Stay or go
- ojolo
- Feb 11
- 1 min read
When you feel that most of your life is near death, your real question is, like the song, "Should I stay or should I go?" This comes from the idealization of death, as I can see it, because despite our grasp and attachment to life by DNA command, I'm pretty sure that deep inside everyone's subconscious, there exists the clarity that we are walking towards it with every second and heartbeat.

I can't say this about all professions, but at least for those who devote their lives to creation in the arts, there's a tendency to be nearer to death than the rest of the population.

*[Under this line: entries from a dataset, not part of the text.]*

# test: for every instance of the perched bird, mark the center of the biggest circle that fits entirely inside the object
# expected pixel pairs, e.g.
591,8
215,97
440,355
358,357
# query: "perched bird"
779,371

Now, I'm not an academic in mental and emotional health, but I do know firsthand that creation burns inside like a volcano's magma. The mind acts as an amplifier of thoughts, emotions, and sensorial experiences [whether asleep or awake]. Life turns out to be, so many times, unbearable.
Matthew Wong knew something about that intensity. Or perhaps he simply lived inside it. And that's where the brutal dilemma between deciding to die or to live comes forward: What if I commit suicide and the day after, my work finally shines? When the burden starts to crush you inside out, options grow thin.
Let me end with this: the "romanticize" or "romantic" expression is wrongly understood as well as its use. The romanticism epitome consists exactly in what I have exposed here; it starts and ends with death.